Skip to content

utahnlp/structured_tuning_srl

Repository files navigation


Implementation of our ACL 2020 paper: Structured Tuning for Semantic Role Labeling

@inproceedings{li2020structuredtuningsrl,
      author    = {Li, Tao and Jawale, Parth Anand and Palmer, Martha and Srikumar, Vivek},
      title     = {Structured Tuning for Semantic Role Labeling},
      booktitle = {Proceedings of the 58th Annual Meeting of the Association for Computational Linguistics},
      year      = {2020}
  }

In addition to dependencies in requirements.txt, please install perl for evaluation and Nvidia-apex for GPU speedup.

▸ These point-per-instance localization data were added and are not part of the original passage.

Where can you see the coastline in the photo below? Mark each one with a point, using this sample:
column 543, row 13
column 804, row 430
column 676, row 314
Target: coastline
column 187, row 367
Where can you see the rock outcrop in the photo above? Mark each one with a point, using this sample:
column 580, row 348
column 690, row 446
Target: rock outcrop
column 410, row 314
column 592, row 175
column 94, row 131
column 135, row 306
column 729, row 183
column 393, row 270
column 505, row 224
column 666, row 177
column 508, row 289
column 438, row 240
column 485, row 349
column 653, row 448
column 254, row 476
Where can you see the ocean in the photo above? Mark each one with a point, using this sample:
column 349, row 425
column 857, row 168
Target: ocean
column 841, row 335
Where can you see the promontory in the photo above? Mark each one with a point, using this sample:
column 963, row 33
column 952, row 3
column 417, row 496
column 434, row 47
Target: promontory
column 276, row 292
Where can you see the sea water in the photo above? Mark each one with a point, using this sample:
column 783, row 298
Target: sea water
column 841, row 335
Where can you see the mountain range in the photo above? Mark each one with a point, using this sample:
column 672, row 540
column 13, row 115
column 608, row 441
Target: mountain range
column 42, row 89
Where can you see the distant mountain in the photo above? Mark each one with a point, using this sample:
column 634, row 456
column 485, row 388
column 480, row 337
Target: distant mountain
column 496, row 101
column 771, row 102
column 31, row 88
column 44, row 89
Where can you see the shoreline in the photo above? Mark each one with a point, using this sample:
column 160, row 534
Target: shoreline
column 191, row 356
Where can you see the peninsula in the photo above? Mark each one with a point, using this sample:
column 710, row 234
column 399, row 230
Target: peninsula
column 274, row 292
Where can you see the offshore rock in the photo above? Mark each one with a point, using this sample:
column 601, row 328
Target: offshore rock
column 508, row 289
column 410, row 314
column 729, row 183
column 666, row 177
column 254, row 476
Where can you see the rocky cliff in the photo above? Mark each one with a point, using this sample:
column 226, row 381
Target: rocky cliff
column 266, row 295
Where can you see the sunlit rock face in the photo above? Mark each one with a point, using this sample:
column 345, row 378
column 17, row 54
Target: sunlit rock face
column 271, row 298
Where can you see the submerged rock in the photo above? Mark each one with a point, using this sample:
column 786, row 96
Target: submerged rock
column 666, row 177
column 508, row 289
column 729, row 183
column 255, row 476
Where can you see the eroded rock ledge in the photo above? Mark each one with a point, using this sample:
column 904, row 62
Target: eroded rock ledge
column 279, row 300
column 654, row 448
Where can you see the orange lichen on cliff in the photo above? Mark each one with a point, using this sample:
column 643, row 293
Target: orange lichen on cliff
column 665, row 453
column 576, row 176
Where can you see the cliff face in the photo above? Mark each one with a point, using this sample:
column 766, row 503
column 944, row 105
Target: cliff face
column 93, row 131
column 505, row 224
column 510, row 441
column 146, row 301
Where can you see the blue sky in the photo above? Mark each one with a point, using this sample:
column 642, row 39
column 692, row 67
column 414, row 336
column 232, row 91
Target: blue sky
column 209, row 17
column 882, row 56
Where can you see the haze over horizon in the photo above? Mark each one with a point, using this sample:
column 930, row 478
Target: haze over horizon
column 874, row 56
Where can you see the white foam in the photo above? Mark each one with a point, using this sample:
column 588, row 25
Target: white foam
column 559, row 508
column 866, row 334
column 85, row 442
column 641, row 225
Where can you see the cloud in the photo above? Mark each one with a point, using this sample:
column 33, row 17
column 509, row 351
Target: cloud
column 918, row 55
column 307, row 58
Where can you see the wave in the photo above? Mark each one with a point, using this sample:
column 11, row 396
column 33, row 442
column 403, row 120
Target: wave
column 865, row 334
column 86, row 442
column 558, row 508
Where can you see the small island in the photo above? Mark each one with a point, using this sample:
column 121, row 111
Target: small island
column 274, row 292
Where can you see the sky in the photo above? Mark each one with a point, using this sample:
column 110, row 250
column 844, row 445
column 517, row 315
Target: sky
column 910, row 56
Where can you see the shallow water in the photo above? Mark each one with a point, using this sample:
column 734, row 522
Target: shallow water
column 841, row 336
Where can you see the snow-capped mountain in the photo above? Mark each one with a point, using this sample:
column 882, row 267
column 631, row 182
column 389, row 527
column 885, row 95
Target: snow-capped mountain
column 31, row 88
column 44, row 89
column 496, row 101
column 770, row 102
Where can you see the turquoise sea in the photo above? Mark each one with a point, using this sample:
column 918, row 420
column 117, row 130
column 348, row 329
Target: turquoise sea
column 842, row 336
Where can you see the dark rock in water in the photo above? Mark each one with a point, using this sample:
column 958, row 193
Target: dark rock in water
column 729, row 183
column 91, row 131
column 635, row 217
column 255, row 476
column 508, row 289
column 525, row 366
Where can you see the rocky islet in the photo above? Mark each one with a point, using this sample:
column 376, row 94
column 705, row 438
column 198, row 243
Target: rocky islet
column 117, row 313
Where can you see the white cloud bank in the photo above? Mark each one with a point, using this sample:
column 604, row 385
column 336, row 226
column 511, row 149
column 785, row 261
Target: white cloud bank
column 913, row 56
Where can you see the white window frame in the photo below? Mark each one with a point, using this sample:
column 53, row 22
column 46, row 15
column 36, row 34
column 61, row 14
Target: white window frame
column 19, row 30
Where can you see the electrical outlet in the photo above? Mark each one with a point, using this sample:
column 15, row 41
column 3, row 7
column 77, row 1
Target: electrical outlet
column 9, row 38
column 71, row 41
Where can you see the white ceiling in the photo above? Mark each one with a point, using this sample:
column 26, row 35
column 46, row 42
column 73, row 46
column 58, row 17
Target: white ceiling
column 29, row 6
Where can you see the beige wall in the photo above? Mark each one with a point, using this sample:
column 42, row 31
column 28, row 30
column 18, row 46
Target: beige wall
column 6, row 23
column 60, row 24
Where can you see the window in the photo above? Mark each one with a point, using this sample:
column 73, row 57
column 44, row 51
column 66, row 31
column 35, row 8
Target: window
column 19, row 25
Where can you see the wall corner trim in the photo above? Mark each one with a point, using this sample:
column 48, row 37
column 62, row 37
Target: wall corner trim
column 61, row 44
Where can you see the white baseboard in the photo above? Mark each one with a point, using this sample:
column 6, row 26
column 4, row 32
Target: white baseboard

The flow of this readme is:

  • Preprocessing: dataset preprocessing
  • CoNLL-05: Training and evlauation for CoNLL-05 dataset
  • CoNLL-2012: Training and evlauation for CoNLL-2012 dataset
  • Demo: A very easy-to-use demo that fetches trained model(s) to interactively predict on user inputs

Preprocessing

Extracting Propbank Frameset

To use preprocessed frameset: Frameset updates. For better reproducibility, use the ./data/srl/frameset.txt instead of running the below extraction.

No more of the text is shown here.